# lol.. Skyline Hatchback.... :P



## rinrin (Mar 21, 2003)

When did this model come out? lol
nissan has been holding out on us.


----------



## CHI-B14SENTRA (May 1, 2002)

man that;s not even funny that hurts


----------



## rinrin (Mar 21, 2003)

It was just a joke dude.. dont take it too seriously...


----------



## CHI-B14SENTRA (May 1, 2002)

rinrin said:


> *It was just a joke dude.. dont take it too seriously... *


I wasn't taking it toooo seriously, its just that its a waste of a BAD ASS CAR, and I bet it was some spoiled brat that did that, If i had that car I'll be tooo paranoid to take it out, lol but then AGAIN you never know POWER like that can change people lol


----------



## SangerSE-R (Jan 13, 2003)

hahaha


----------



## TuxedoCartman (May 3, 2003)

CHI-B14SENTRA said:


> *I bet it was some spoiled brat that did that, If i had that car I'll be tooo paranoid to take it out, lol but then AGAIN you never know POWER like that can change people lol *


I don't know, judging by the damage in the front and the rear, it looks like some poor guy got caught in the middle of a multi-car pile-up. It's really difficult to run into something with both ends of the car straight on.


----------



## Lurker Above (Apr 21, 2003)

CHI-B14SENTRA said:


> *man that;s not even funny that hurts *


...says the poster with the animated avatar  

Lurker Above, 'yeah...it's something like that'


----------



## Henry8866 (Apr 11, 2003)

im just trying to keep the tears in.  I would give my left nut to own a GT-R. Wouldn't all of us? who needs their left nut anyways?


----------



## Nssnman (Apr 2, 2003)

Man, that cars jacked up. Really sucks!


----------



## Lurker Above (Apr 21, 2003)

judging by the impact points, i'd say the skyline driver slammed on his brakes and caught somebody's rear bumper at headlight level (did that once with my 240sx...not this catastrophically mind you!), then SOMETHING BIG hit him at trunk level! assuming everyone's panic braking, with all the nose diving, he should have been hit low on his substantial rear bumper if it was a normal sized car. pity...
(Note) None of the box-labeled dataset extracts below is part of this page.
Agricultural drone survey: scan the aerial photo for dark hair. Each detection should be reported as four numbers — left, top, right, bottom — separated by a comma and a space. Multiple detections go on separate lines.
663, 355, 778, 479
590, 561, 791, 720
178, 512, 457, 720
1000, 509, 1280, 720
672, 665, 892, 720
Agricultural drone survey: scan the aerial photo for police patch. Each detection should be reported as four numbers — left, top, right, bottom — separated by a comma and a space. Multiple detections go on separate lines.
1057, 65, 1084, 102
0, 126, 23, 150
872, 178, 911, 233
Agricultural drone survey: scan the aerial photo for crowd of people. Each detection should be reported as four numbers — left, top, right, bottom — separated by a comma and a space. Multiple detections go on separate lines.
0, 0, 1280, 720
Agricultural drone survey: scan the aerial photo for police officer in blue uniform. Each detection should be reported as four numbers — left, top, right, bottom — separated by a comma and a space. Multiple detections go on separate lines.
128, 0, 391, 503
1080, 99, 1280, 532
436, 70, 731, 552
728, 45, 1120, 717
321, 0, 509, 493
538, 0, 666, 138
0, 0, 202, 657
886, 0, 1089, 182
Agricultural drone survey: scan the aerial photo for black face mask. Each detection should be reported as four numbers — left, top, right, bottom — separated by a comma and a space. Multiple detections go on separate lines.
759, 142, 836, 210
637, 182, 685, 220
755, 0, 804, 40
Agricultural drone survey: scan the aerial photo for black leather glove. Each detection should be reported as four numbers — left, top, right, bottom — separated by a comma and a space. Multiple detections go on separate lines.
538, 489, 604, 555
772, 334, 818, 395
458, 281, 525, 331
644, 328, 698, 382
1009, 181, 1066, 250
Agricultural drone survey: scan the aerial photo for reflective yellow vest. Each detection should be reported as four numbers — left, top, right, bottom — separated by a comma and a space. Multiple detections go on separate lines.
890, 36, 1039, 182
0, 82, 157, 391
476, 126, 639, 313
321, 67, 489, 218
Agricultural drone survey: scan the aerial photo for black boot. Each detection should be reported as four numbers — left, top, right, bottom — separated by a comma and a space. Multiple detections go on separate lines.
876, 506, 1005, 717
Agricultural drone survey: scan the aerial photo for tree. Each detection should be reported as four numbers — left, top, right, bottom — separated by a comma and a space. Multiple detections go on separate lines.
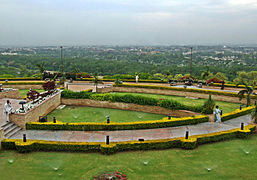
238, 81, 256, 106
251, 106, 257, 123
234, 71, 257, 85
37, 62, 46, 79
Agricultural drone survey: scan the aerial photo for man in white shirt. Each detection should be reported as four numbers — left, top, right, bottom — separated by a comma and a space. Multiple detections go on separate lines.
4, 100, 13, 122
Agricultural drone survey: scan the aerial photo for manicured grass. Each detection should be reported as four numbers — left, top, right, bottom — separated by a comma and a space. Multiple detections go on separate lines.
19, 89, 44, 97
47, 106, 164, 122
0, 135, 257, 180
112, 93, 240, 113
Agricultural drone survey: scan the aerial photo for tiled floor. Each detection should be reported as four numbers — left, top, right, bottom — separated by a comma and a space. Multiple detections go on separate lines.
11, 115, 252, 142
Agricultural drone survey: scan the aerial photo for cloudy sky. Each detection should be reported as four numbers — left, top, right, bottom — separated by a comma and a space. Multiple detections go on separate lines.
0, 0, 257, 45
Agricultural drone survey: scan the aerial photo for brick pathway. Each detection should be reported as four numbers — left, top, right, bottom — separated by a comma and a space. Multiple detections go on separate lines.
11, 115, 252, 142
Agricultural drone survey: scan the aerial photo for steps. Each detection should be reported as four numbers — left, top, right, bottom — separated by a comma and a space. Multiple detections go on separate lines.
1, 122, 21, 138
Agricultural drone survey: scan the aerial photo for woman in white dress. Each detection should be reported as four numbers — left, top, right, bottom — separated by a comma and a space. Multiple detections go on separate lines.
4, 100, 13, 122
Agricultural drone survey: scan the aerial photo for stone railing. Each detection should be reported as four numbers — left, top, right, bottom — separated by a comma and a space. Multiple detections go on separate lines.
0, 88, 21, 99
10, 91, 61, 129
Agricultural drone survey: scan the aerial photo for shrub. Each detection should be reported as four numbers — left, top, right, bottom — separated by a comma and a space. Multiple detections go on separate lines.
202, 94, 215, 114
42, 81, 55, 91
1, 125, 256, 154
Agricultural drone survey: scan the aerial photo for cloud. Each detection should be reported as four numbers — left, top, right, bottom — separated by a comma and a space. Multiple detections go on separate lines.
0, 0, 257, 45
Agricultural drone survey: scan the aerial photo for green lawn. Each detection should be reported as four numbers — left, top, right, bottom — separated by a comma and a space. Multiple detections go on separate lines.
113, 93, 240, 113
19, 89, 44, 98
0, 135, 257, 180
47, 106, 165, 122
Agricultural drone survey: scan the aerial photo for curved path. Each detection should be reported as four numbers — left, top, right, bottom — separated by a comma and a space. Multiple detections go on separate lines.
11, 115, 252, 142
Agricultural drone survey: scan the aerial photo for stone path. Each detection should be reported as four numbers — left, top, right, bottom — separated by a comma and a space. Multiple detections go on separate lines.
11, 115, 252, 142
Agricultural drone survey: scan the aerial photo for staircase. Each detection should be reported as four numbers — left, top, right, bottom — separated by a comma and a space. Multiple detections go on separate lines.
1, 122, 21, 138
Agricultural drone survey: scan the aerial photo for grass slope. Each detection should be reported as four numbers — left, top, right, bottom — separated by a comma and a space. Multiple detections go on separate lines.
47, 106, 165, 122
113, 93, 240, 113
0, 135, 257, 180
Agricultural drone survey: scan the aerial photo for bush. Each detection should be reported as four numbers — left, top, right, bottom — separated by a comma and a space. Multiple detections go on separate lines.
1, 125, 256, 154
42, 81, 56, 91
202, 94, 215, 114
221, 106, 255, 121
26, 115, 209, 131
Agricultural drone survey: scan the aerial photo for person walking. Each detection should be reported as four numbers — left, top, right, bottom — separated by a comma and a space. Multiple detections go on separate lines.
136, 74, 139, 83
4, 100, 13, 122
214, 106, 221, 123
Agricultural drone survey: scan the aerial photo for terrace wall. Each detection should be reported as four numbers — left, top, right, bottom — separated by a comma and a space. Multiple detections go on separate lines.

reminds me of the r30 skyline rs's. they had the neat 'tekkamen' front mask with forward-opening hood, but they were nearly impossible to find in junkyards because they had lousy brakes so the nose was the first thing to go

Lurker Above


----------



## Exalta (Jan 21, 2003)

Got caught between two SUVs.Theres a new study out that referred SUVs as hazards to car owners


----------



## Guest (May 12, 2003)

The GTR wing on the roof looks good


----------



## Nssnman (Apr 2, 2003)

Little hard to see out the back window.


----------